Feminist leaders and organizations call on Council Speaker Melissa Mark-Viverito to support the Right to Know Act.
Feminist leaders in New York City said at a rally outside City Hall today they believe City Council Speaker Melissa Mark-Viverito will eventually come out in support of a package of police reform bills which have stalled in the Council because of her opposition and obstruction.
In July, the speaker told Council members in a meeting that the long-stalled Right to Know Act—two bills which would require the city’s cops to identify themselves when stopping an individual without a warrant and to let that person know that they have the right to refuse a search if the officer does not have a probable cause—would not come up for a floor vote, even though both had majority support. Mark-Viverito sparked controversy by claiming in August that it would not be “responsible” to let bills become law simply because more than half of her colleagues support them, even after one of the measures acquired enough co-sponsors to override a promised veto by Mayor Bill de Blasio.

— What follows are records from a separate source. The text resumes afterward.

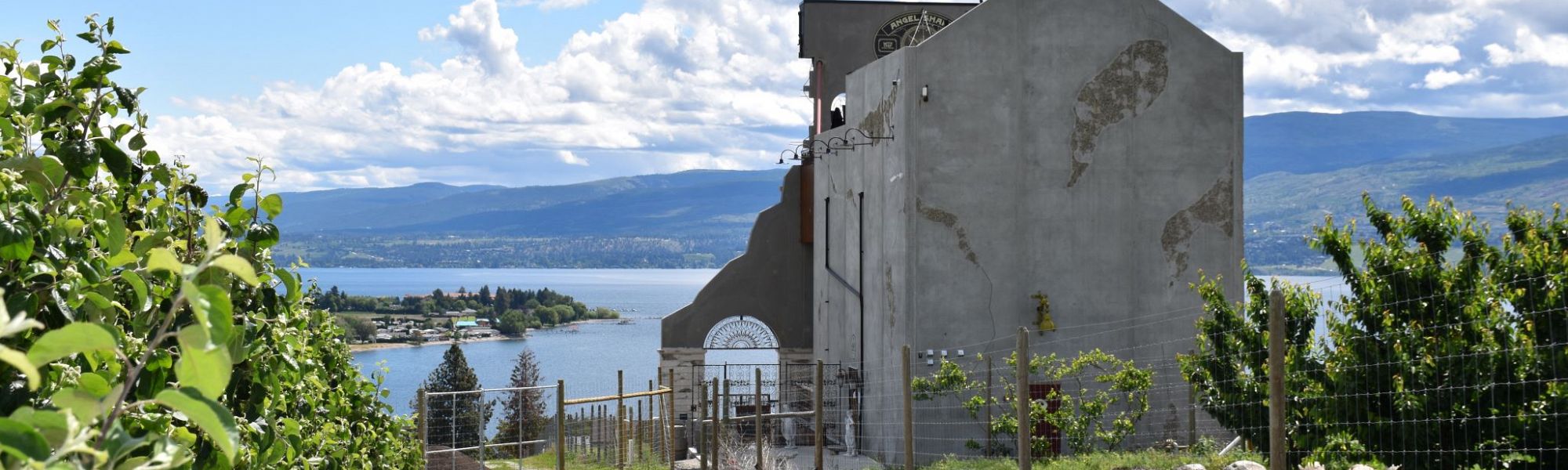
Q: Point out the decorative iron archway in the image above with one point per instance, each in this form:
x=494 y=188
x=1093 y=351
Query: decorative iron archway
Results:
x=741 y=333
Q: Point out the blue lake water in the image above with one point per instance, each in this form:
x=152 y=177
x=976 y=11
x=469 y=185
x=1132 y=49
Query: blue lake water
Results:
x=586 y=360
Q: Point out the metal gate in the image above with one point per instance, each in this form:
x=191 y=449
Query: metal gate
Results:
x=783 y=389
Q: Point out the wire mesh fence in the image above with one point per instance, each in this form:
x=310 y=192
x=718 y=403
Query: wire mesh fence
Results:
x=1439 y=377
x=492 y=428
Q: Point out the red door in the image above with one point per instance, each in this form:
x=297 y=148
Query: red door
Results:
x=1039 y=392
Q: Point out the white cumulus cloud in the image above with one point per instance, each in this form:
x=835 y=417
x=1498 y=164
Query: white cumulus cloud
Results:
x=1530 y=48
x=1440 y=79
x=572 y=159
x=677 y=82
x=1352 y=92
x=553 y=4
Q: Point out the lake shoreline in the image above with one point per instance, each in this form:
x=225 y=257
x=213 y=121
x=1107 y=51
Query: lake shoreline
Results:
x=377 y=347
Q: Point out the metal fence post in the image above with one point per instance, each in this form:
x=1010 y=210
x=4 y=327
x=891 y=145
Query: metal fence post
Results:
x=717 y=428
x=1192 y=410
x=1022 y=400
x=620 y=418
x=1277 y=446
x=484 y=424
x=909 y=414
x=818 y=418
x=561 y=425
x=757 y=413
x=700 y=392
x=423 y=416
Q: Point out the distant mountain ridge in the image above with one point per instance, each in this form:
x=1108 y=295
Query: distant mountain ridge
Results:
x=1301 y=167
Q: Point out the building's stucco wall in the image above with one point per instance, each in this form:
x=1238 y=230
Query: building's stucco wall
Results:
x=840 y=37
x=976 y=208
x=771 y=283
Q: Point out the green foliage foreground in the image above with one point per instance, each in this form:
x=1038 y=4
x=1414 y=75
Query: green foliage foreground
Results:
x=1095 y=461
x=158 y=331
x=1448 y=353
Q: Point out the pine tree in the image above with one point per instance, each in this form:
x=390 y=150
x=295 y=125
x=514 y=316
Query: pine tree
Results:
x=456 y=421
x=524 y=410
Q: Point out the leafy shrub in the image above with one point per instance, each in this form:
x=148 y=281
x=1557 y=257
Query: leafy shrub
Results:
x=1086 y=414
x=158 y=330
x=1448 y=353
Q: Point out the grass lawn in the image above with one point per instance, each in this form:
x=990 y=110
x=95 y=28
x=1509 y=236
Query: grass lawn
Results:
x=1136 y=460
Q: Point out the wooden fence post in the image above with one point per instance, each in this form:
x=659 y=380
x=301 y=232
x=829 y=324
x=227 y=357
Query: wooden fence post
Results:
x=818 y=418
x=620 y=419
x=989 y=385
x=757 y=411
x=670 y=418
x=909 y=414
x=700 y=396
x=719 y=425
x=561 y=425
x=1022 y=400
x=1277 y=444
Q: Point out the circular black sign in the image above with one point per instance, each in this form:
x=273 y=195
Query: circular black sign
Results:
x=909 y=29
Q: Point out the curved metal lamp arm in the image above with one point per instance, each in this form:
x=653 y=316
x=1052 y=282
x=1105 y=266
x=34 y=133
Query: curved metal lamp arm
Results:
x=844 y=145
x=865 y=136
x=811 y=146
x=794 y=156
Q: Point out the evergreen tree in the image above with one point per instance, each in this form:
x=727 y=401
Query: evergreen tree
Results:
x=456 y=421
x=524 y=411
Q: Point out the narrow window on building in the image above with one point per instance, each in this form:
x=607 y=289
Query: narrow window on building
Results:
x=827 y=233
x=840 y=110
x=1053 y=435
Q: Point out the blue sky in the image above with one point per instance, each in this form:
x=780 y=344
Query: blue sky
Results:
x=559 y=92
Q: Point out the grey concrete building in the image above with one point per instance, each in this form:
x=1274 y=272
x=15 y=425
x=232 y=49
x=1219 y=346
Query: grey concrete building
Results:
x=1081 y=151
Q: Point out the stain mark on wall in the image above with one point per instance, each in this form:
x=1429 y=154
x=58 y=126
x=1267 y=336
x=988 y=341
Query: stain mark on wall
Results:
x=951 y=222
x=1119 y=93
x=877 y=123
x=1214 y=209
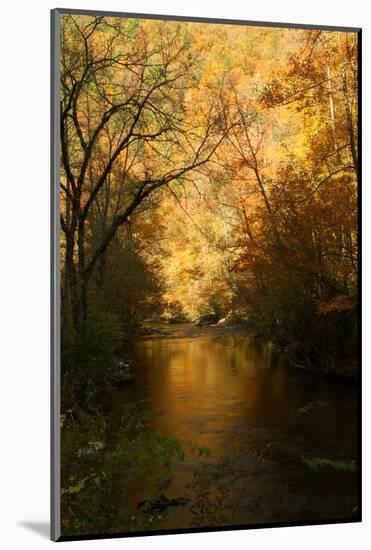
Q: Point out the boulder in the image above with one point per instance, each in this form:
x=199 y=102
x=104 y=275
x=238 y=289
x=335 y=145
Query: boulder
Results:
x=90 y=449
x=208 y=319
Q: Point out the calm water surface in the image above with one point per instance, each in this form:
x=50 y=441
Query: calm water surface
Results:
x=227 y=392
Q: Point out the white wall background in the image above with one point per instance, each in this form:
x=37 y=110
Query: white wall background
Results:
x=24 y=271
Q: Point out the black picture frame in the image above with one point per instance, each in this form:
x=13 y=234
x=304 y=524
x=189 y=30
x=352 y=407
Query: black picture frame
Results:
x=55 y=271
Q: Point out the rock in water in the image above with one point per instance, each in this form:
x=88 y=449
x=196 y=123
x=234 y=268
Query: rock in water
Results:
x=208 y=319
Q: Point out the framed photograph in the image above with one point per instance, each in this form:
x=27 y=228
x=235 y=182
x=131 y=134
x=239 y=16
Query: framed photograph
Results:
x=206 y=181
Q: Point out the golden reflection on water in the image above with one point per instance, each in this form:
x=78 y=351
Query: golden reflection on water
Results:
x=233 y=395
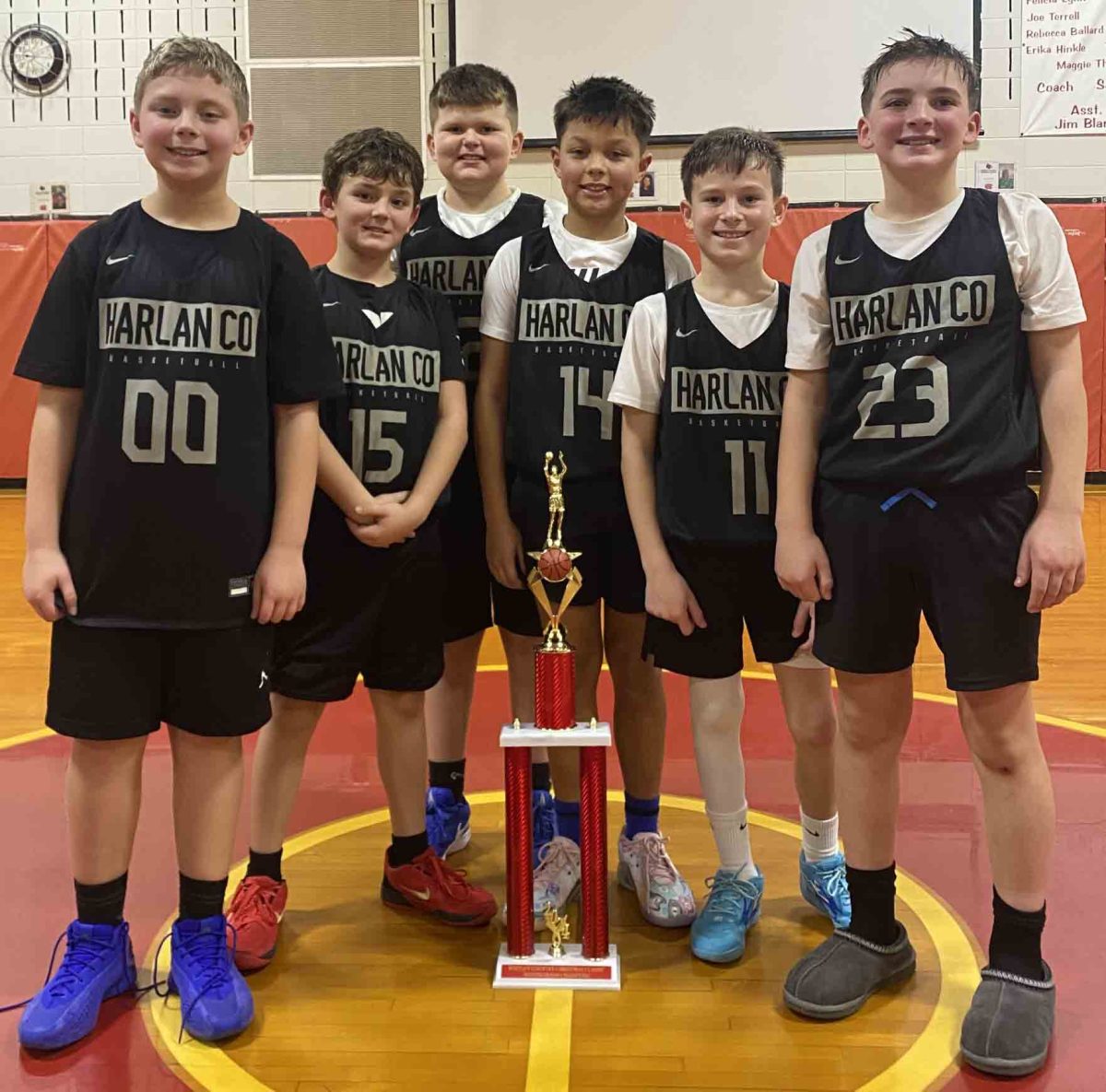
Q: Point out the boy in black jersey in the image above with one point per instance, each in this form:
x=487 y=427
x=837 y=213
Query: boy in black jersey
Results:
x=556 y=308
x=928 y=336
x=474 y=112
x=182 y=349
x=387 y=448
x=700 y=382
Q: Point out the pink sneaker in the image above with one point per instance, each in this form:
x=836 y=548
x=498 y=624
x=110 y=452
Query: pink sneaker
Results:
x=253 y=920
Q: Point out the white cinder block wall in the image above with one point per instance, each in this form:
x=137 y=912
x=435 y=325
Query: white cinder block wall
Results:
x=82 y=138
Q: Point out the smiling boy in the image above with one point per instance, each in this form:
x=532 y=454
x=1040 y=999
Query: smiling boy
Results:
x=934 y=355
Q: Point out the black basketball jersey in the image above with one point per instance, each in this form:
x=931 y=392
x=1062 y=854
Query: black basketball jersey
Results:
x=929 y=377
x=569 y=334
x=182 y=342
x=395 y=345
x=437 y=258
x=718 y=440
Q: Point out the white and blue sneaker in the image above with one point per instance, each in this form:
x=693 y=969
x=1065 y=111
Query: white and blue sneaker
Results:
x=733 y=908
x=543 y=821
x=447 y=821
x=824 y=887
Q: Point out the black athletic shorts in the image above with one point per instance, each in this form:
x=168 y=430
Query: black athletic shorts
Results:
x=121 y=683
x=955 y=563
x=597 y=525
x=371 y=611
x=467 y=603
x=735 y=587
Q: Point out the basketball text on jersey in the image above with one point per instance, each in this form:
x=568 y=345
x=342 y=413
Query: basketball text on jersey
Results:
x=912 y=309
x=224 y=330
x=404 y=366
x=727 y=390
x=574 y=321
x=452 y=276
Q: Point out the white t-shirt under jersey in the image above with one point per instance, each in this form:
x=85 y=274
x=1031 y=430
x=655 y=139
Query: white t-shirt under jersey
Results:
x=1039 y=260
x=640 y=381
x=501 y=282
x=470 y=225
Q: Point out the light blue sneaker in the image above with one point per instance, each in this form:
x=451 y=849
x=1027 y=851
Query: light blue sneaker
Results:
x=733 y=908
x=543 y=820
x=447 y=821
x=215 y=1001
x=98 y=964
x=824 y=887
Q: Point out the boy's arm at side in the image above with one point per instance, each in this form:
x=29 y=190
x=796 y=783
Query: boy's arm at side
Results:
x=1053 y=558
x=802 y=565
x=667 y=594
x=504 y=543
x=50 y=456
x=281 y=582
x=398 y=522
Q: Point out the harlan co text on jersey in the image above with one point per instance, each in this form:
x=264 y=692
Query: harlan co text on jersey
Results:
x=459 y=276
x=912 y=309
x=218 y=328
x=574 y=321
x=728 y=390
x=405 y=366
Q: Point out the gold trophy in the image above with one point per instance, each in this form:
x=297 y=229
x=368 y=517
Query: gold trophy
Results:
x=558 y=925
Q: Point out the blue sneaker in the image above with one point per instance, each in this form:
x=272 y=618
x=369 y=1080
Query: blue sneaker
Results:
x=543 y=820
x=99 y=964
x=733 y=908
x=824 y=887
x=447 y=821
x=215 y=1001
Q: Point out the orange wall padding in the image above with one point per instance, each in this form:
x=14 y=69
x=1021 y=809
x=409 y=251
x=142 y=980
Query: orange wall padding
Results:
x=30 y=251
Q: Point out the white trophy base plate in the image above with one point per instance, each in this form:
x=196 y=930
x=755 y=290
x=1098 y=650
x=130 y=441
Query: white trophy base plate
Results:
x=570 y=970
x=583 y=735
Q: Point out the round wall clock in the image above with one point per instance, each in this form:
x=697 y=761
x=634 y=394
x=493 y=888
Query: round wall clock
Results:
x=36 y=60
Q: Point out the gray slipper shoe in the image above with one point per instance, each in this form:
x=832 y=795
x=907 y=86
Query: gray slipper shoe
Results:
x=1009 y=1026
x=841 y=973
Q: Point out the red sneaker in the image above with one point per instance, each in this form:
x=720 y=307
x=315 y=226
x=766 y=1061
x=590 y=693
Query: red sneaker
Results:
x=430 y=887
x=254 y=913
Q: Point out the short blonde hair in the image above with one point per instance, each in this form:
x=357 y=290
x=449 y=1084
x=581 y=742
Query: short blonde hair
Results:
x=197 y=56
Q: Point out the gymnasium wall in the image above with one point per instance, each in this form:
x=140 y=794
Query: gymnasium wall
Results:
x=30 y=250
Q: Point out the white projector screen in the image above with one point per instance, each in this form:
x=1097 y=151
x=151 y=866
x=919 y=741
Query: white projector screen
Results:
x=792 y=67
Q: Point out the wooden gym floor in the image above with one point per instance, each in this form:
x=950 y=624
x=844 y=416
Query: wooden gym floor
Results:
x=363 y=999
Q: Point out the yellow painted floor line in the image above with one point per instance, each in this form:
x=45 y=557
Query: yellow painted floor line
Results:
x=550 y=1041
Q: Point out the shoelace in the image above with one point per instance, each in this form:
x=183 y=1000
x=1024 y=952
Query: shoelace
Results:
x=729 y=894
x=254 y=902
x=84 y=960
x=545 y=829
x=657 y=863
x=209 y=955
x=556 y=855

But Monifa Bandele, spokeswoman for Communities United for Police Reform, expressed optimism this afternoon that the speaker will come through for groups like hers in the end.
“I know there was that perspective that happened but we’re confident that with our partnership with the speaker, with collaborating and bringing more and more voices to her, that she will understand the urgency of making this law,” said Bandele, who is also vice president as well as chief partnership and diversity officer for MomsRising.
Bandele said that she has not heard directly from the speaker, though. In exchange for Mark-Viverito’s use of parliamentary tactics to block the Right to Know Act from advancing, the NYPD agreed to incorporate some of the legislation’s provisions in its Patrol Guide.
Bandele argued that arrangement is insufficient because there are already rules in the Patrol Guide that are “regularly violated, regularly ignored.” But she pointed out that police reform advocates have been able to make some strides in their efforts to make police officers liable for civil rights violations and to curb the use of the “stop-and-frisk” tactic.
“Two years ago, we had the Community Safety Act,” she said. “Now we have the Right to Know Act and we’re pushing for greater accountability all along the way. We had a huge victory last year around having a special prosecutor for New York State. And so all of these are pieces that come together to promote accountability.”
More than 130 feminist leaders and organizations that work to improve the lives of women—cisgender and transgender—and gender non-conforming people sent a letter today to Mark-Viverito. They also sent the missive to Vanessa Gibson, chairwoman of the City Council’s Public Safety Committee, and Councilwomen Laurie Cumbo and Helen Rosenthal, co-chairwomen of the Council’s Women’s Caucus.
The activists asserted passing the legislation is imperative given the recent election of President-elect Donald Trump, who has bragged about using his wealth and influence to sexually assault women. They added women experience gender-specific forms of humiliation and abuse during police interactions—what they said were unique experiences of sexual harassment and assault as well as unlawful “gender searches.”
“It has worked,” Bandele added. “In fact, many of the sponsors are supporting the bill for various reasons, including the reasons that we laid out today. So we are building momentum every day.”
And they argued that the renewed push for police reform is directly connected to the fact that Trump is the country’s new president.
“There’s also a different urgency right now,” Joanne Smith, founder and executive director of Girls for Gender Equity, said. “So when we think of, again, this time of the year, we think of who is coming to power, I mean, the difference is clear, the change is clear, it’s comparable, we’re affected by it and impacted by it every day. I do believe that the speaker will pass the bill.”
Tina Luongo, attorney-in-charge for the Legal Aid Society’s criminal defense practice, credited the de Blasio administration with doing “some really incredibly progressive things in terms of some of the issues,” but would like to see the city go further.
“The speaker has commissioned to close Rikers, she has pushed for bail reform, she has pushed for data transparency,” Luongo said. “So let’s be fully transparent. Let people who are arrested and searched and dragged through central booking and handcuffed and fed minimal food while they’re behind bars.”
Mark-Viverito’s office cited similar achievements in their response to the rally.
“Whether by launching the nation’s first Young Women’s Initiative, successfully changing how the NYPD interacts with the communities that they serve, or by leading the national dialogue around the feasibility of closing Rikers, the speaker has been and will continue to be a staunch defender for all New Yorkers,” said spokeswoman Robin Levine, who made no reference to the Right to Know Act.
Disclosure: Donald Trump is the father-in-law of Jared Kushner, the publisher of Observer Media.